Hashtables

First, a note: I really like the chapter on Hashtables in your book. Check it out.

Hashtables are one of the really simple and effective ideas in computer science. They show up absolutely everywhere, because they work SO well.

Suppose in our Map, we were going to get 100 pieces of data added, and the keys would be the integers 0-99. How would you store them? You'd just put them in an array, right? The runtime of insert, get, and remove, would all be O(1). That'd be wonderful!

Of course, this is unrealistic for a couple reasons. First, we don't always know how many pieces of data we have coming in, and we don't always have integral keys. And, even if we do have integral keys, odds are they're not all small, positive numbers (large numbers would require too large an array to be worth it).

An O(1) insert, get, and remove is quite the prize, so let's not give up so quickly. Let's look at these problems one at a time.

My Keys Aren't Integers!

Well... make them integers. Consider Strings, for example. We know that a char is actually just an integer. So, maybe, just add the characters in the string? That gives us an int! Job done!

We can imagine coming up with a similar function for any type of sortable key. This function, unsurprisingly, is called a hash function, and it takes in a key and returns an int.

My ints Are Really Big (or are negative)!

Well, decide on a size for your array. Then, using absolute value and the modulo operator (%), you can make your ints be as small and positive as you need. Was that hard? Jeez, you're such a whiner.

But, won't this result in multiple Strings having identical hashes? Yes! This is called a collision, and avoiding them and handling them is the only hard-ish parts (not really that hard) of making a hashtable.

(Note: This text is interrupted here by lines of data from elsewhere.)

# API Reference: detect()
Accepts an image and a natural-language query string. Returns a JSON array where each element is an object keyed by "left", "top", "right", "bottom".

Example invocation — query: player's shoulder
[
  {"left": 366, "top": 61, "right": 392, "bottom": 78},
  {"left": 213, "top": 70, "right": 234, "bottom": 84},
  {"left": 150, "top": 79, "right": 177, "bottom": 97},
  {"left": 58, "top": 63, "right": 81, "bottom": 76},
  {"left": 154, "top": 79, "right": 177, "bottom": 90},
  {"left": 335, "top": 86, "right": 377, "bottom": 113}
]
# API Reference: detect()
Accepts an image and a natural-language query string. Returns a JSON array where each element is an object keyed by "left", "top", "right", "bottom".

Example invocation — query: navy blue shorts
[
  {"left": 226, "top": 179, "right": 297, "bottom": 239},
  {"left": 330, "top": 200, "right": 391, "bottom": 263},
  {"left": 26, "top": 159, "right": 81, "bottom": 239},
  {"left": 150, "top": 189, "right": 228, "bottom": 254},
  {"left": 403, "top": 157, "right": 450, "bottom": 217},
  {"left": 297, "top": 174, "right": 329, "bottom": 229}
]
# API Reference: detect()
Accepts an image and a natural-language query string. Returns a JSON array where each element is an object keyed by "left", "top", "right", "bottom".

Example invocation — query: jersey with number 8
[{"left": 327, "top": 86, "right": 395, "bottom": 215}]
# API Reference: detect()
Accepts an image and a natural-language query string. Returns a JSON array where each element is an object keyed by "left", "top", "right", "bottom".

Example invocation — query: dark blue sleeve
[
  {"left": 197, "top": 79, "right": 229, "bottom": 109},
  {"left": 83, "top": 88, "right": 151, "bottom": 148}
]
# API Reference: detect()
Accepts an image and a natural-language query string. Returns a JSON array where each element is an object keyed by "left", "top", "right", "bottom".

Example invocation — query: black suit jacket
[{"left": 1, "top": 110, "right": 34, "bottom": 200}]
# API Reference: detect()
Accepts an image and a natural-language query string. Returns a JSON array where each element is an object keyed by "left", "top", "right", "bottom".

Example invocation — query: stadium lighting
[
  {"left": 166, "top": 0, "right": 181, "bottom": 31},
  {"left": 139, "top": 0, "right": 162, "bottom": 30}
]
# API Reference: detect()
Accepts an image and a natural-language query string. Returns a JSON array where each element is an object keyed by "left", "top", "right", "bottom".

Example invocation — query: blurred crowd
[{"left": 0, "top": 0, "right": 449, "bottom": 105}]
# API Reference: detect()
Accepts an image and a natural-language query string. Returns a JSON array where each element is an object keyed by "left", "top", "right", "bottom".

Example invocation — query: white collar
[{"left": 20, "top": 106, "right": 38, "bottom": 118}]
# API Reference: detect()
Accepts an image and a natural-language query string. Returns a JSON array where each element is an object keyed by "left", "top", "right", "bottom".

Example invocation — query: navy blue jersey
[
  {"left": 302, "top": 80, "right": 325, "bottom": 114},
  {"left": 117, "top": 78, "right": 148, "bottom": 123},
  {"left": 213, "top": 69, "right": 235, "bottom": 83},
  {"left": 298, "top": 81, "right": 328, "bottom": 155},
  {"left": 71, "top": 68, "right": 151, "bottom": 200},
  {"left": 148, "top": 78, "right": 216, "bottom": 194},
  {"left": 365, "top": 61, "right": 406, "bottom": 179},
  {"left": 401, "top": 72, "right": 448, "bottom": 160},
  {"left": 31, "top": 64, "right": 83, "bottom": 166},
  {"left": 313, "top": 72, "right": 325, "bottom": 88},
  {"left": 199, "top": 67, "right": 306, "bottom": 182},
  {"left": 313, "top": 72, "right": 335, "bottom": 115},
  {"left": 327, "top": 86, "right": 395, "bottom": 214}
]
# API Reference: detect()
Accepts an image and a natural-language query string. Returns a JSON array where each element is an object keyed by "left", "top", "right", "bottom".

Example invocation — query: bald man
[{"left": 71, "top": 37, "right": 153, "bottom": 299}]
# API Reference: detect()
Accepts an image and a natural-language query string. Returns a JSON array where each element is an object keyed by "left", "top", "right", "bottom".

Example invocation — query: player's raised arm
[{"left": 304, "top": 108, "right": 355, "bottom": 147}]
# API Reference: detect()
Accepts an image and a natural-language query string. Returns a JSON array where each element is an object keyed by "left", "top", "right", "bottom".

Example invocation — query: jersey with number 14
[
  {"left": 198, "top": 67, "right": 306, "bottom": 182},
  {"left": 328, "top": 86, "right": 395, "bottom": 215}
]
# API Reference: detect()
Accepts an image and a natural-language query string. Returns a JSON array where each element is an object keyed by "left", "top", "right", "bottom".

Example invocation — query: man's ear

Making a Good Hash Function

So is any hash function as good as any other hash function? Well, no. First of all, a hash function has to be deterministic, which is to say, every time was call our hash function on our key, it has to result in the same number. Second, we want our hash function to minimize collisions. If our hash function for Strings gave us nothing but integers between 10 and 50, no matter what the String, that would be a bad hash function, as there would be a huge number of collisions! Writing good hash functions is an active area of research for computer scientists and number theorists.

Java's Object class defines a hashCode() method, but it's not very good, because Object class level, we don't know anything about the object at all. This means they base it on the address the object is stored at. This is problematic. Suppose we have stored a String "hello" in our hashtable, and now want to find it by calling get("hello"). Because these two objects are stored at different address locations, we would get different hashes, and this get wouldn't work.

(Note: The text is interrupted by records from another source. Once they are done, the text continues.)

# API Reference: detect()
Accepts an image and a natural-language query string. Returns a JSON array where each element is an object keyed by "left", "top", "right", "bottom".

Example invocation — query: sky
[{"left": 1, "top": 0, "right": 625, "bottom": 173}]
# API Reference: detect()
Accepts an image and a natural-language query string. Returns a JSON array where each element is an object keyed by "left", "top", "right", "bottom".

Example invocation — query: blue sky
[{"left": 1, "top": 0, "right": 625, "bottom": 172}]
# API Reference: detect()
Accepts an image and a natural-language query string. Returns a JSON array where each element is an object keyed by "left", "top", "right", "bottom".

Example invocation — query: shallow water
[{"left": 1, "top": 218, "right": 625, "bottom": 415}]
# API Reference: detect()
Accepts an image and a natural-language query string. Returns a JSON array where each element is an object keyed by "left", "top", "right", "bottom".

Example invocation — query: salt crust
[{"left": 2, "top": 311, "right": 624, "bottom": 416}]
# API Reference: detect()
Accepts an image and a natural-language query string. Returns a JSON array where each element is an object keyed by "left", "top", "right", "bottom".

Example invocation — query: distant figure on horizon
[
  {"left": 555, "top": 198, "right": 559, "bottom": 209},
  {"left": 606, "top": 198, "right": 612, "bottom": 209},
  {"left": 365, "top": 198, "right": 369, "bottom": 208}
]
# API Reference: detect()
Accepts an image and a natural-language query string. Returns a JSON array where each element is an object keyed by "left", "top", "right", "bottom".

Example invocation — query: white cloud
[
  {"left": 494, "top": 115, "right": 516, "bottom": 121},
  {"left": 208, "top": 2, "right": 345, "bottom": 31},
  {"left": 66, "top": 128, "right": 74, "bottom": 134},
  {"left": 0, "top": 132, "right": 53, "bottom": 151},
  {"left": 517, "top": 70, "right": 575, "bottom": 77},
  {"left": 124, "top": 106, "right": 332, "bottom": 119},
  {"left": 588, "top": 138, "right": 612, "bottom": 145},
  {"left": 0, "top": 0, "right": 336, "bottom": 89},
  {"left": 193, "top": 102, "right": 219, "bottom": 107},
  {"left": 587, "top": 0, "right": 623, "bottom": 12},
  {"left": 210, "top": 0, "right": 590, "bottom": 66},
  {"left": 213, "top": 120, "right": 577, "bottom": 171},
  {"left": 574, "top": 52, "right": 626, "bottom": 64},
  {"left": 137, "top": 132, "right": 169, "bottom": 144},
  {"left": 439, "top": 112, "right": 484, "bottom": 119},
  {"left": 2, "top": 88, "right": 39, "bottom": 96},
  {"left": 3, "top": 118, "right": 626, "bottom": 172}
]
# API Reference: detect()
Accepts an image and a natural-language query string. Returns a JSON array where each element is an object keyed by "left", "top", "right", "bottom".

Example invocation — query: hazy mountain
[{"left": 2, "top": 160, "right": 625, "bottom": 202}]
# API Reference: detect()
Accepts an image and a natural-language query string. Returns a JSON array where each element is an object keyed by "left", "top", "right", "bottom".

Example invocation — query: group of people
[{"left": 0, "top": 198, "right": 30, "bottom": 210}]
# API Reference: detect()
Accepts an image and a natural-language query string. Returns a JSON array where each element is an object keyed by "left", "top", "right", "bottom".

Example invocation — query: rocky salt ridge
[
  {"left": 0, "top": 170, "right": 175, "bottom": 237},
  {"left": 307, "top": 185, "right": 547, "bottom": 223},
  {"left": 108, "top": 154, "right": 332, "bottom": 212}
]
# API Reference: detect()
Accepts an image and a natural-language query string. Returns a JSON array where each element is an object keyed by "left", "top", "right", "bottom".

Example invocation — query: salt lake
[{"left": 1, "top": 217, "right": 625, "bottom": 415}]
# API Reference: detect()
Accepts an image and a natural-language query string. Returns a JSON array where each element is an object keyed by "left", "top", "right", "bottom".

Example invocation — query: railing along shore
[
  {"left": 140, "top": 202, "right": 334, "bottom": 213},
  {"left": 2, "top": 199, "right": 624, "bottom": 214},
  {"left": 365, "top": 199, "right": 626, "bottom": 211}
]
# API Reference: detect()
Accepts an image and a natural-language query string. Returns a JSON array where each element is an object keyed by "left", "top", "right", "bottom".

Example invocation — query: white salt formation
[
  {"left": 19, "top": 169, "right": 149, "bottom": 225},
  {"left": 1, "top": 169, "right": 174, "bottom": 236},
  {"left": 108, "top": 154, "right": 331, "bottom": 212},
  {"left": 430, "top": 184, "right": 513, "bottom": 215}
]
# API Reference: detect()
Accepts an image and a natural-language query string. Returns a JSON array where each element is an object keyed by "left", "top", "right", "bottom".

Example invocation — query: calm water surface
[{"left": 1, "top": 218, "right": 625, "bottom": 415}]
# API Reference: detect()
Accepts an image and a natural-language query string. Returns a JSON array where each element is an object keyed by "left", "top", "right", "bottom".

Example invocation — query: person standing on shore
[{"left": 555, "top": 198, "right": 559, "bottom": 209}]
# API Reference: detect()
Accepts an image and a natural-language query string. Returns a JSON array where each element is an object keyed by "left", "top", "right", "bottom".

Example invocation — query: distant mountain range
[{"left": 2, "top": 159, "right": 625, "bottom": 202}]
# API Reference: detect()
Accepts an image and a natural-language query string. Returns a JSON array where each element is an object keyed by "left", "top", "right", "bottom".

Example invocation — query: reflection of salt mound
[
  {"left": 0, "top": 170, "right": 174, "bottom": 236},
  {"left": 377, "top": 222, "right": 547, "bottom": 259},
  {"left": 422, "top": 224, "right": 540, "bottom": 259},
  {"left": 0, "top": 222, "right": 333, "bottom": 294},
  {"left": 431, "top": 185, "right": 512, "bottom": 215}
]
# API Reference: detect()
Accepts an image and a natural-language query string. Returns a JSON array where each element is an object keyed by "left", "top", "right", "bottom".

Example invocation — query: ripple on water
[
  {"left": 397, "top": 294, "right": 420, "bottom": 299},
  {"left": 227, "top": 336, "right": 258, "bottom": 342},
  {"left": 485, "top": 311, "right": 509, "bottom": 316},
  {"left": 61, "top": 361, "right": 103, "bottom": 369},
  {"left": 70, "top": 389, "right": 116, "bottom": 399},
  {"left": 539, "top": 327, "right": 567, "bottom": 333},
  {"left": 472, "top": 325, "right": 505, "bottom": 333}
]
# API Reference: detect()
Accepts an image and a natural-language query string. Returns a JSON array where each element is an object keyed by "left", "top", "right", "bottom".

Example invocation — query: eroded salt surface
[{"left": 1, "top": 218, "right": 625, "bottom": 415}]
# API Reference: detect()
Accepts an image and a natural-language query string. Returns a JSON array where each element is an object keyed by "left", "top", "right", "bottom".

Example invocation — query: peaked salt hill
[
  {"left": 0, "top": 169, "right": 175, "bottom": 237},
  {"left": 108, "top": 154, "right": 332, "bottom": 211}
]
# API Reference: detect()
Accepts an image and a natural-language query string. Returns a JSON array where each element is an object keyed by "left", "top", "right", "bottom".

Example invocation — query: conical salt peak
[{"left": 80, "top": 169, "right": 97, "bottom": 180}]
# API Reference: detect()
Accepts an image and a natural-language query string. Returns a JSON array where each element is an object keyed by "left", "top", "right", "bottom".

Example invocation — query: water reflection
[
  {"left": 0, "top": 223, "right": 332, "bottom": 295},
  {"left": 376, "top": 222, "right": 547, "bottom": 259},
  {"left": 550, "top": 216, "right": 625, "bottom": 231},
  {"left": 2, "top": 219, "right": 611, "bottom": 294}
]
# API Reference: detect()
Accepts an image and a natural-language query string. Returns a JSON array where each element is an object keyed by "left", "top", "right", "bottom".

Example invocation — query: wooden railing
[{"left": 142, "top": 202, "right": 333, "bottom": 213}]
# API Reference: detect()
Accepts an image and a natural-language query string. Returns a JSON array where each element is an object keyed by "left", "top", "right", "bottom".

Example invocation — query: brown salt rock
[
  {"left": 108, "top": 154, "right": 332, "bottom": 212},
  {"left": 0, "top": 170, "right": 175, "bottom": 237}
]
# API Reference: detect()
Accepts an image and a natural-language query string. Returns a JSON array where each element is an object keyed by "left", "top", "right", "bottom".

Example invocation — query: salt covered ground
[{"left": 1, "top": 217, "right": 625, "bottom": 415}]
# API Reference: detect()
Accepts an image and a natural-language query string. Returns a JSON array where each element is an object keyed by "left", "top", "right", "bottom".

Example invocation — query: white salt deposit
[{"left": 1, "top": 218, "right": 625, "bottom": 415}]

Fortunately, for Strings, Java has overridden this method to avoid that problem. Check out the Javadoc! If you're implementing a hashtable for Strings, you should feel free to use this.

Handling Collisions

Despite our best attempts, our hash function has resulted in a collision: two keys, after being absolute value'd and modulo'd, have resulted in the same hash integer. This happens pretty often, as demanded by the Birthday Problem. We have two ways to handle this: Open Addressing, and Separate Chaining.

Open Addressing

Array full at the index you'd like to insert something? Move to the next one. Your find, then, goes to where it'd like to be inserted, then moves along linearly, until it finds an empty space. There are other, more sophisticated approaches as well.

No matter how sophisticated, though, the problem remains: if the array isn't big enough, the array fills up, and now insert() and get() become O(n) operations. With a big enough array, though, this works well.

Separate Chaining

More commonly used, though, is separate chaining. In this, we have an array of Linked Lists (or Trees, or something). Upon hashing to a certain spot, you add that element to the data structure of all keys that have been hashed to that same index. get() just has to find that key in that data structure.

Runtime of Maps Implemented With Hashtables

We'll assume a good hash function, and an array of size k, into which we've hashed n keys. We'll also assume we've used Separate Chaining.

On average, there are \(\frac{n}{k}\) elements hashed into each index. This number is known as the load factor. If k was chosen with no knowledge of n, then this means there are O(n) elements stored in each bucket. However, if k was chosen to be some fraction of n, then there are O(1) elements stored in each bucket.

Fortunately, we can resize the array as things are added. In practice, this is usually accomplished where if the load factor becomes larger than .75, we double the size of the array and rehash everything. So, we can assume there are O(1) elements stored in each index.

To do an insert, we perform the hash (O(1)), and insert the element into that spot in the array (O(1)). So, the runtime of insert is, indeed, O(1).

To do a get, we perform the hash (O(1)), and then get the element from the data structure stored at that spot (O(1)).

To do a remove, we perform the hash (O(1)), and remove it from the data structure at that index (O(1)).

Holy crap! Everything is O(1)! Why the hell did we just spend this long on Trees? Well, in the worst case, everything hashes to the same index, and get and remove are actually O(n). But also, there are other ADTs...